Xinjiang, the vast northwestern region comprising one sixth of the PRC today, borders on India, Pakistan, Afghanistan, Tajikistan, Kyrgyzstan, Kazakstan, Russia and Mongolia. Since antiquity it has stood at the crossroads between China, India, the Mediterranean and Russia. In recent decades its historic silk road linkages have grown increasingly global, with issues of energy, development, separatism and terrorism bringing the region into the news. James Millward draws on primary sources and scholarly research in several European and Asian languages to provide the first general account in English of the history of Xinjiang and its peoples from earliest times to the present.

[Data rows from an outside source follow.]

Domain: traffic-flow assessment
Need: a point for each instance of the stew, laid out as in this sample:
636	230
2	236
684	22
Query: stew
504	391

He discusses Xinjiang's world historical role as a commercial entrepot and cultural conduit by which Buddhism, Christianity and Islam entered China and its interactions with Tibetan, Mongol and other Inner Asian empires as well as with Chinese dynasties. "Crossswords of Eurasia" also examines the competing Chinese and Turkic nationalist visions of the region's status in modern times and the recurring dissent and rapid development under the PRC.
Within the broad perspective of this book it emerges that the factors underlying historical change in the region - its natural environment and geography, its physical location at the overlap of cultural realms and its legacy of ethno-linguistic diversity - remain as relevant to Xinjiang's future as to its past.
James A. Millward is Associate Professor of History at Georgetown University, Washington, DC. His publications include Beyond the Pass: Economy, Ethnicity and Empire in Qing Xinjiang, 1759-1864, (1998).